A later breeding season, prompted by cold spring weather, has been blamed for increasingly aggressive behaviour by gulls, with St Brelade’s Bay, Havre des Pas and parts of St Helier among the bird-attack hotspots.
A young child was injured in St Brelade’s Bay on Monday when a gull swooped and attempted to steal food, with business owners lamenting the fact that many visitors ignore warnings about not feeding the birds.
Mick Dryden, chairman of the ornithology section of the Société Jersiaise, said that gulls had been among several species of birds that had failed to breed successfully at the usual time of year as a result of a spell of very warm weather in March followed by an extended cold and wet period.
He said: ‘Young gulls would usually have fledged by now but this year they were hatching a bit later and parents will always protect their young. That’s the same for all species of birds and animals. People may think there are more of them around but, actually, it’s quite the reverse – the numbers are really going down and people who don’t like gulls may soon get what they want.’
Mr Dryden said most of the issues with aggression involved herring gulls, which were more likely to be found in populated areas than the other species of gull commonly seen in Jersey: the lesser black-backed gull and the great black-backed gull.
Staff at the Sunnyside deckchair concession in St Brelade’s Bay saw a young girl in tears on Monday after being attacked by a bird, with the business’s co-owner, Max Linney, saying he sensed the issue had been worse this summer.
He said: ‘I would say there have been more attacks.
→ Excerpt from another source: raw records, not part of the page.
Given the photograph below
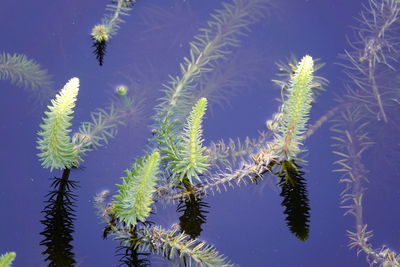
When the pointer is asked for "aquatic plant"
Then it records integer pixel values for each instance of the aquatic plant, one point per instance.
(59, 216)
(351, 142)
(54, 142)
(102, 33)
(372, 53)
(177, 245)
(135, 195)
(6, 259)
(295, 108)
(295, 198)
(172, 244)
(26, 73)
(212, 44)
(186, 159)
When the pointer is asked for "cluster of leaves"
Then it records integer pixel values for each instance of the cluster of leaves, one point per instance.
(295, 198)
(54, 142)
(7, 259)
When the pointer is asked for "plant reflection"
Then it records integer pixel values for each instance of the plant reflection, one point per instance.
(59, 217)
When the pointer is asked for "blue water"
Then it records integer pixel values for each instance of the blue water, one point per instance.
(245, 223)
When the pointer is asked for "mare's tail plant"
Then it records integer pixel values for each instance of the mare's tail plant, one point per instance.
(26, 73)
(54, 142)
(7, 259)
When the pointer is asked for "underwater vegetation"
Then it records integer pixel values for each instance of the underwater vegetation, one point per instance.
(59, 217)
(372, 56)
(102, 33)
(176, 162)
(179, 166)
(26, 73)
(370, 64)
(7, 259)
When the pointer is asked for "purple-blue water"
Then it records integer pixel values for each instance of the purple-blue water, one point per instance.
(245, 223)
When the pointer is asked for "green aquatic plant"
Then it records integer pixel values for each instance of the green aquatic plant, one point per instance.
(25, 72)
(104, 123)
(7, 259)
(173, 244)
(291, 131)
(59, 216)
(295, 199)
(54, 142)
(372, 53)
(190, 160)
(102, 33)
(296, 108)
(135, 195)
(212, 44)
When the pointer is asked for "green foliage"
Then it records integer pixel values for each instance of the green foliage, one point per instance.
(174, 245)
(135, 195)
(54, 142)
(7, 259)
(191, 159)
(296, 108)
(102, 127)
(212, 44)
(287, 69)
(25, 72)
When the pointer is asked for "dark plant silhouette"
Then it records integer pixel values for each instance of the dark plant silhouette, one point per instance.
(59, 217)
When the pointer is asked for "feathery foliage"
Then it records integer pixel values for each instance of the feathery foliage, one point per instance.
(191, 159)
(174, 245)
(25, 72)
(296, 109)
(7, 258)
(135, 195)
(100, 129)
(213, 43)
(54, 142)
(194, 215)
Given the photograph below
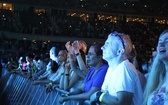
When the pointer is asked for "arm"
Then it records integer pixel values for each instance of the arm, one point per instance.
(123, 98)
(77, 95)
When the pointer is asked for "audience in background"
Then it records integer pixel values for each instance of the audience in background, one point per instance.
(94, 78)
(156, 92)
(121, 85)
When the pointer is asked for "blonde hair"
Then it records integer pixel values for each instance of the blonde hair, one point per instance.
(156, 74)
(127, 43)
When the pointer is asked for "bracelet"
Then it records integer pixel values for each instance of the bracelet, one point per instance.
(101, 97)
(98, 94)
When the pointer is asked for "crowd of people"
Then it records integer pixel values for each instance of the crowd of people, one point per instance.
(103, 74)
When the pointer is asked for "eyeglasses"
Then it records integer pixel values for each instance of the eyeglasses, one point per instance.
(115, 33)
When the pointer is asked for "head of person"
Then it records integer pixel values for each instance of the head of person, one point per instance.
(62, 56)
(94, 55)
(53, 53)
(158, 70)
(116, 45)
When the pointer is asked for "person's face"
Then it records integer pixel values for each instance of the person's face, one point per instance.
(110, 48)
(92, 58)
(162, 47)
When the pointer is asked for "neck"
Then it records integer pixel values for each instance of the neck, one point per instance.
(115, 62)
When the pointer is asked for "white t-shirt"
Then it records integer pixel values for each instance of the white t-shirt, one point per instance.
(160, 97)
(123, 78)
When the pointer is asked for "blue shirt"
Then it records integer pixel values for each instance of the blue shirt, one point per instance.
(97, 79)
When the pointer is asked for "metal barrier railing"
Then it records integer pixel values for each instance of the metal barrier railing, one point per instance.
(18, 90)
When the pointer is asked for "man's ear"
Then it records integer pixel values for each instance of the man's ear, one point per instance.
(120, 51)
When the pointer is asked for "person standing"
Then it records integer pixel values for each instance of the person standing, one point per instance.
(121, 85)
(156, 92)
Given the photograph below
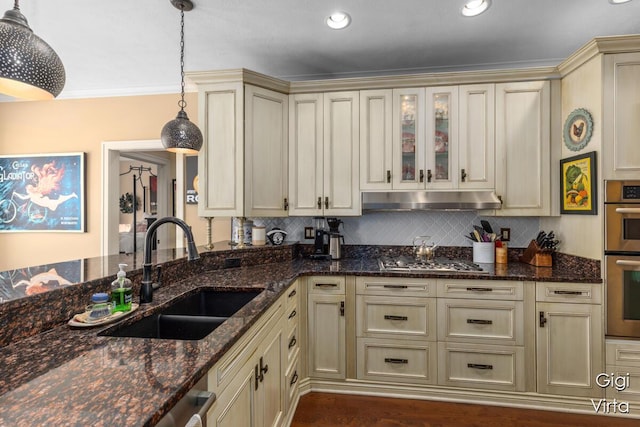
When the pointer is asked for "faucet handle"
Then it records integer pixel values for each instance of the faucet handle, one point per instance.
(158, 281)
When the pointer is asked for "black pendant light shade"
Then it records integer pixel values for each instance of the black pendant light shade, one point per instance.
(180, 135)
(29, 67)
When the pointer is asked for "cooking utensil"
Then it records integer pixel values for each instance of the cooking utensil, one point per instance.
(486, 226)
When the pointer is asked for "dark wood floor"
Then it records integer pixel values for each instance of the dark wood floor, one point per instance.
(324, 409)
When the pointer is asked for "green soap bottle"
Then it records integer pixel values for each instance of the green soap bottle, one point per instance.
(121, 293)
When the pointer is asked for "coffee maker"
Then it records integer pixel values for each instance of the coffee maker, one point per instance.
(336, 240)
(320, 244)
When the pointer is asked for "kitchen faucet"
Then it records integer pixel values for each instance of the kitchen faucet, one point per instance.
(146, 290)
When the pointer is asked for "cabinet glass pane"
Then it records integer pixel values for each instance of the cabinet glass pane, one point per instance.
(441, 137)
(408, 106)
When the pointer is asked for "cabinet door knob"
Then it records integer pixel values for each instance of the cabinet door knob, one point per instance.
(543, 319)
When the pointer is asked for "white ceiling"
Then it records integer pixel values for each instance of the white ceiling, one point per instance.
(122, 47)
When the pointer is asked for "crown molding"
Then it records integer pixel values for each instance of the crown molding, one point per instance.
(598, 46)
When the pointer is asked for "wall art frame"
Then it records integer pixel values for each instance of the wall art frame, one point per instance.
(42, 192)
(579, 178)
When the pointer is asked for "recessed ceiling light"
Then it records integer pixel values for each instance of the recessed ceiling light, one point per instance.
(338, 20)
(475, 7)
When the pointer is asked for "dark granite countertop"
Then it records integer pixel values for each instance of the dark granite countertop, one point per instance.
(67, 376)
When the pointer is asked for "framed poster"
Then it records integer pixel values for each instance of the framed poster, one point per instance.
(42, 192)
(579, 184)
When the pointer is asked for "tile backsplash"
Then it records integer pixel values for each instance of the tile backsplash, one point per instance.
(446, 228)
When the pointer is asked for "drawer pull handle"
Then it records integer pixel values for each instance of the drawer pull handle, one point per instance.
(479, 366)
(396, 361)
(480, 322)
(567, 292)
(326, 285)
(392, 317)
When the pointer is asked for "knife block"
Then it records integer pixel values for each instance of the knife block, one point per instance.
(537, 256)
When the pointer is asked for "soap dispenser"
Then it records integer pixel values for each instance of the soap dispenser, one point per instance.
(121, 292)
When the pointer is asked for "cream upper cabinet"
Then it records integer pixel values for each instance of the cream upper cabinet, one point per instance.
(242, 165)
(266, 152)
(523, 137)
(324, 154)
(442, 138)
(408, 139)
(376, 122)
(621, 126)
(476, 137)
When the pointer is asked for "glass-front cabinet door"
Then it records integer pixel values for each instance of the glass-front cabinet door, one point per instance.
(408, 139)
(442, 136)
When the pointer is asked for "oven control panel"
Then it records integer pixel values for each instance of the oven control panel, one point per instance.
(631, 192)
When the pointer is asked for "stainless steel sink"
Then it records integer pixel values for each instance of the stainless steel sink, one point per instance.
(192, 317)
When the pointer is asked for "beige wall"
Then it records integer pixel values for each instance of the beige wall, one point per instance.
(60, 126)
(582, 234)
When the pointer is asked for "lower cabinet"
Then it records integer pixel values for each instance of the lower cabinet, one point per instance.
(326, 327)
(249, 379)
(569, 341)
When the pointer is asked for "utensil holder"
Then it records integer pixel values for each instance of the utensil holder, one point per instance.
(484, 252)
(537, 256)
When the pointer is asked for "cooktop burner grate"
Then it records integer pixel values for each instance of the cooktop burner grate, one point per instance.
(443, 265)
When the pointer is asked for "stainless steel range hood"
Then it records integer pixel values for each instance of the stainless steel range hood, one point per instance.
(430, 200)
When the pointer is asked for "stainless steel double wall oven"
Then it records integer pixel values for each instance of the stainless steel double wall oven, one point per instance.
(622, 257)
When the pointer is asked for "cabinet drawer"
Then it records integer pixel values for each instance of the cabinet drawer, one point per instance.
(326, 285)
(481, 366)
(480, 289)
(584, 293)
(396, 286)
(485, 322)
(396, 317)
(391, 360)
(292, 344)
(623, 353)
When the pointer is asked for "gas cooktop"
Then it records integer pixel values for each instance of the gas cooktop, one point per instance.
(438, 265)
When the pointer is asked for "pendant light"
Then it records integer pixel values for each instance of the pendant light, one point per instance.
(180, 135)
(29, 67)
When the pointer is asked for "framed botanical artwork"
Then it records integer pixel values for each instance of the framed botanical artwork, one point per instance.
(42, 192)
(579, 185)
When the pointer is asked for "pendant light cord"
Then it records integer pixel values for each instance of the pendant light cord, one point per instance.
(182, 103)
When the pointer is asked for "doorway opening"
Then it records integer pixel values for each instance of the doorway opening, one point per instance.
(167, 202)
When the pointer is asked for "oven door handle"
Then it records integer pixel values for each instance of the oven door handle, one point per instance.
(628, 262)
(628, 210)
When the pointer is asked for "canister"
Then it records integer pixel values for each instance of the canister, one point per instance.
(258, 235)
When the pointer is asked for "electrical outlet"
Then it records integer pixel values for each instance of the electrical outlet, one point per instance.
(308, 233)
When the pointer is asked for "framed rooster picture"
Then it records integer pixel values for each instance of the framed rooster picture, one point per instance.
(578, 129)
(579, 185)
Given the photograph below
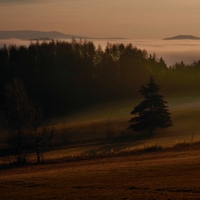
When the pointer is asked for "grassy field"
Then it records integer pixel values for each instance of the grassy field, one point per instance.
(160, 175)
(166, 174)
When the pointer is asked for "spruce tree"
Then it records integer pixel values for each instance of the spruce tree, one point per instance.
(152, 113)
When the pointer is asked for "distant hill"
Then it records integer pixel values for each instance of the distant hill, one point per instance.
(35, 35)
(41, 35)
(183, 37)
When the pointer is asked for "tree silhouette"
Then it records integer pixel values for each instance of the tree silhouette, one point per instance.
(152, 113)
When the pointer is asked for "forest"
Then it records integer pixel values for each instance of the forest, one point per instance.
(62, 77)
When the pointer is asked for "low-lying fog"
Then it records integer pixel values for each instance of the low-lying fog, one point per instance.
(171, 50)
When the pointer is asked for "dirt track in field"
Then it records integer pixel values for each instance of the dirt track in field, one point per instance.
(160, 175)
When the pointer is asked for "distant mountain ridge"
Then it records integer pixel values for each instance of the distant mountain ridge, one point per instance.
(183, 37)
(42, 35)
(34, 35)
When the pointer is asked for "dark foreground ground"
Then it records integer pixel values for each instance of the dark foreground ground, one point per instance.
(159, 175)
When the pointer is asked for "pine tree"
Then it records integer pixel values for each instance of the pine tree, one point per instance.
(152, 113)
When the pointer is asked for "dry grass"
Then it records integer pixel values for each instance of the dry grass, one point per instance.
(161, 175)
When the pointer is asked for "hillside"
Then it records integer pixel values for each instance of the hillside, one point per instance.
(161, 175)
(183, 37)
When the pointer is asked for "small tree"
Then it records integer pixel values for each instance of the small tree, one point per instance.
(152, 113)
(16, 112)
(25, 123)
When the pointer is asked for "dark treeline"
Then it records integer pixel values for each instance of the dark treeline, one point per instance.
(64, 76)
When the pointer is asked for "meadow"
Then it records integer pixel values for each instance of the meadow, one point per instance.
(99, 167)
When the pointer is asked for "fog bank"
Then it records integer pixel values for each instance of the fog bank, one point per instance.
(171, 51)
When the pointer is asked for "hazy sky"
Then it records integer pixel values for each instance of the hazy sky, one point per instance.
(136, 19)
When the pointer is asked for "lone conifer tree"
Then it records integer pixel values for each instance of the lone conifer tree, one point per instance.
(152, 113)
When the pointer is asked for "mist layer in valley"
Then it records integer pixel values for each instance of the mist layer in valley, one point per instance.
(171, 51)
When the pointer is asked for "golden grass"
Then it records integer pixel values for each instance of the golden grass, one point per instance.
(161, 175)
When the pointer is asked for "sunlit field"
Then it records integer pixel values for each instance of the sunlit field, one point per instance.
(103, 129)
(159, 175)
(163, 174)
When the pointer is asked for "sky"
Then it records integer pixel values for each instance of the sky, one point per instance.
(135, 19)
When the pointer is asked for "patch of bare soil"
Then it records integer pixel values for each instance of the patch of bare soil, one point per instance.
(159, 175)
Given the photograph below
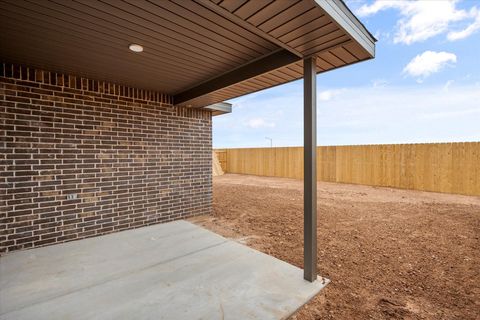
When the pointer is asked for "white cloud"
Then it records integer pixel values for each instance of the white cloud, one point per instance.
(469, 30)
(360, 115)
(256, 123)
(427, 63)
(379, 83)
(421, 20)
(329, 94)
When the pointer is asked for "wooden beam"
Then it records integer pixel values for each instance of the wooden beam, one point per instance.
(267, 63)
(246, 25)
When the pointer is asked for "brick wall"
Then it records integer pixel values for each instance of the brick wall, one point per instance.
(80, 158)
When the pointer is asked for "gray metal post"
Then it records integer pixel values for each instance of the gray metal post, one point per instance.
(310, 169)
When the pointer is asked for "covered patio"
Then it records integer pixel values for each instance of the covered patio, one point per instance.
(142, 79)
(175, 270)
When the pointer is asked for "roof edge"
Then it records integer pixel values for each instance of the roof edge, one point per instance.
(340, 13)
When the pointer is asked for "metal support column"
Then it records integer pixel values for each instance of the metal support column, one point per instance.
(310, 169)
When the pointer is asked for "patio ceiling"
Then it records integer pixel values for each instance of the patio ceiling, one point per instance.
(201, 52)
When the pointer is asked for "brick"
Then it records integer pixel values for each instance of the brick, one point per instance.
(130, 157)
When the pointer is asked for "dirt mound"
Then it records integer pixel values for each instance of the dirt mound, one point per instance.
(391, 254)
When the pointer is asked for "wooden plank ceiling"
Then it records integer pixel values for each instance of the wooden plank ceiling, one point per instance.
(186, 42)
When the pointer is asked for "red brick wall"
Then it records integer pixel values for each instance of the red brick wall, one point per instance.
(126, 156)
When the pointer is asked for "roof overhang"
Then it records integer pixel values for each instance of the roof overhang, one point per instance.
(220, 108)
(200, 51)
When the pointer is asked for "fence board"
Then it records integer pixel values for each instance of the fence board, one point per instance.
(439, 167)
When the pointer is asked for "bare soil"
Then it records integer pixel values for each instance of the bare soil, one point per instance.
(391, 254)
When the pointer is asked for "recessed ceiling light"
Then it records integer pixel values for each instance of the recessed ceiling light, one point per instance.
(135, 47)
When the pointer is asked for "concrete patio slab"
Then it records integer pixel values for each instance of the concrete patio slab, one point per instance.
(175, 270)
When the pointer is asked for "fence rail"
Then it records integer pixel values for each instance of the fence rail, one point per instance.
(439, 167)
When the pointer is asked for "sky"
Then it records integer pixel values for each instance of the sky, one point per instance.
(423, 85)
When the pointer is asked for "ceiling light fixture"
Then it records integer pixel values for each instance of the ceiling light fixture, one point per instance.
(135, 47)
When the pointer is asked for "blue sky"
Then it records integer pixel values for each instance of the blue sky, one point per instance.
(422, 86)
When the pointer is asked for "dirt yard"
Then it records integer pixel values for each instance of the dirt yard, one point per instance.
(391, 254)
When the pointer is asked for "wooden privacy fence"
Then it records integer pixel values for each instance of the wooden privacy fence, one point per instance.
(439, 167)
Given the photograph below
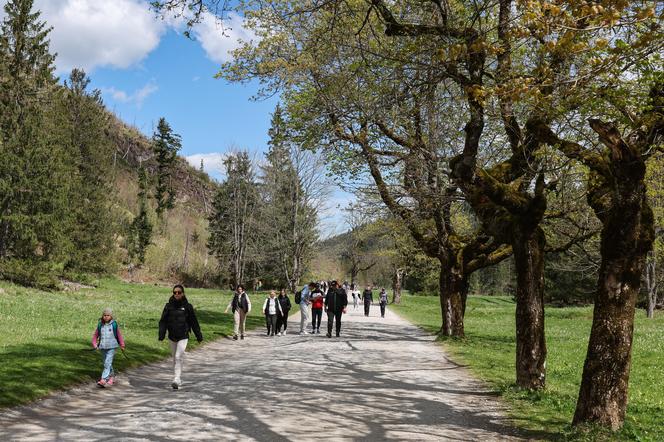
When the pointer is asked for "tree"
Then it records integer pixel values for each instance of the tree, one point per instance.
(293, 186)
(233, 217)
(34, 187)
(355, 252)
(83, 125)
(166, 145)
(139, 236)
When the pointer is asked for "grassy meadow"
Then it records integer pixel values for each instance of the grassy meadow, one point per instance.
(489, 350)
(45, 336)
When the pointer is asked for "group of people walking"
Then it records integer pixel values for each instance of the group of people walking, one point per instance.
(366, 297)
(178, 319)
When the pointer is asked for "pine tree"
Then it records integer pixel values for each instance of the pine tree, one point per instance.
(233, 218)
(34, 172)
(83, 130)
(166, 145)
(140, 231)
(289, 216)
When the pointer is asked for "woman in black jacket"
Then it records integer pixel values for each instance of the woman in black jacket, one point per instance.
(178, 318)
(282, 316)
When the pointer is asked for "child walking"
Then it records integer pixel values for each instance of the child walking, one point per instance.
(178, 318)
(271, 308)
(107, 338)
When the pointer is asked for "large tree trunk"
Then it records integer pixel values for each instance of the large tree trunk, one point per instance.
(626, 237)
(446, 327)
(453, 293)
(528, 247)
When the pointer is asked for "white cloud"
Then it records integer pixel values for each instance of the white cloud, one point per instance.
(213, 163)
(94, 33)
(219, 38)
(137, 97)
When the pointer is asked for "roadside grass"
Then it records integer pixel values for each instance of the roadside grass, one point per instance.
(45, 337)
(489, 350)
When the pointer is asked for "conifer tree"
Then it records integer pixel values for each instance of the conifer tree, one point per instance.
(291, 184)
(83, 130)
(140, 231)
(233, 217)
(34, 215)
(166, 145)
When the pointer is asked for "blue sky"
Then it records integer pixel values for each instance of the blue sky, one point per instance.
(147, 69)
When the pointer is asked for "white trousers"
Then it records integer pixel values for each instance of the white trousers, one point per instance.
(177, 350)
(240, 318)
(304, 316)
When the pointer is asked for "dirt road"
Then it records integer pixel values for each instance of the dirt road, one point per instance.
(383, 379)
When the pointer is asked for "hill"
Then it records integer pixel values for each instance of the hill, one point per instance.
(178, 252)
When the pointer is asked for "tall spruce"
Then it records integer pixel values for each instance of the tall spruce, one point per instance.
(140, 231)
(34, 173)
(84, 134)
(233, 218)
(166, 145)
(290, 218)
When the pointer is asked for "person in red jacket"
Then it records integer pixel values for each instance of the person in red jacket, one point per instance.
(317, 301)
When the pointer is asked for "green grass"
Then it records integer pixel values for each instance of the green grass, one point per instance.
(45, 336)
(489, 350)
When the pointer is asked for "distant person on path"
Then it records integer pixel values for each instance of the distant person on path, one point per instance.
(271, 308)
(356, 296)
(305, 301)
(336, 301)
(282, 318)
(317, 302)
(107, 338)
(367, 297)
(241, 306)
(382, 298)
(178, 318)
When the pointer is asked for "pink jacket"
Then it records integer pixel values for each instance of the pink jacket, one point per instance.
(96, 337)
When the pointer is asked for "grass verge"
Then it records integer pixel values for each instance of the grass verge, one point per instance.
(489, 350)
(45, 336)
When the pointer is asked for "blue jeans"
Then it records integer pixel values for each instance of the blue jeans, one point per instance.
(107, 356)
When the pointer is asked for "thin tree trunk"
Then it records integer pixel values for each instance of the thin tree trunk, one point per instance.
(651, 284)
(528, 250)
(446, 327)
(396, 286)
(185, 259)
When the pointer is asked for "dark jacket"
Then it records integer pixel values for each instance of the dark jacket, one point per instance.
(240, 301)
(285, 304)
(179, 318)
(336, 300)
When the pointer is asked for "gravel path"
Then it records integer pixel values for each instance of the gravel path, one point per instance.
(383, 379)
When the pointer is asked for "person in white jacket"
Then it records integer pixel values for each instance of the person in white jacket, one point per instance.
(241, 305)
(272, 307)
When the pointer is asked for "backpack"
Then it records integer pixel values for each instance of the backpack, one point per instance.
(115, 330)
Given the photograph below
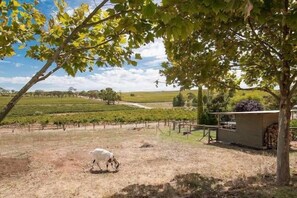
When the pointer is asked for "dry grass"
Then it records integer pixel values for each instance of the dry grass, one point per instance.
(56, 164)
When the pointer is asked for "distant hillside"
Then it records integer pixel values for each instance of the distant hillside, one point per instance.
(147, 97)
(167, 96)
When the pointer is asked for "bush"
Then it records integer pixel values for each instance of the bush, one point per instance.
(208, 119)
(248, 105)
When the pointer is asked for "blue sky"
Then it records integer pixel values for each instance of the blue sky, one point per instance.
(17, 70)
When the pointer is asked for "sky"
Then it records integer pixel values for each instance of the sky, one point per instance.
(18, 70)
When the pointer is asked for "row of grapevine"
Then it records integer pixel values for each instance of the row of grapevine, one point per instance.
(124, 116)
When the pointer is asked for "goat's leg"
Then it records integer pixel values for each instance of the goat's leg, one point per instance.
(99, 166)
(107, 165)
(93, 164)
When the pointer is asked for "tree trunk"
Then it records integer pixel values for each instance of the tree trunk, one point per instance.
(283, 144)
(199, 105)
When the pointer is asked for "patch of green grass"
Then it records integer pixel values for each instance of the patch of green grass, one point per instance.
(53, 105)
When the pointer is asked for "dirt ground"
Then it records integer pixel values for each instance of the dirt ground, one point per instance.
(56, 164)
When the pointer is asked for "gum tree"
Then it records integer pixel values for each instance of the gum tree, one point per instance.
(256, 37)
(103, 36)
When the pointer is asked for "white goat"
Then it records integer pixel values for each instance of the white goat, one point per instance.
(100, 154)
If we see kids with ice creams or other food, we will warn them as, otherwise, the birds will just swoop down and knock the food out of their hands.
‘They are no better than rats. You can put poison down for rats but there’s nothing you can do about seagulls – which are terrorising people – apart from walk towards them and clap your hands, and that achieves nothing.’
Gary Harbon, who runs the Midbay Café in St Brelade’s Bay, said gull attacks were a perennial problem, caused primarily by customers ignoring signs and warnings from staff about feeding the birds.
‘We do what we can around the café but we can’t police the beach,’ he said. ‘Some people are here on holiday and see it as a novelty to throw sandwiches and crisps in the air for seagulls to catch but, once they’ve attracted one bird, there’ll be 101 there a few seconds later.’
There have also been reports of gulls targeting takeaway food at Havre des Pas and in parks in St Helier, including Parade Gardens and Jardins de la Mer.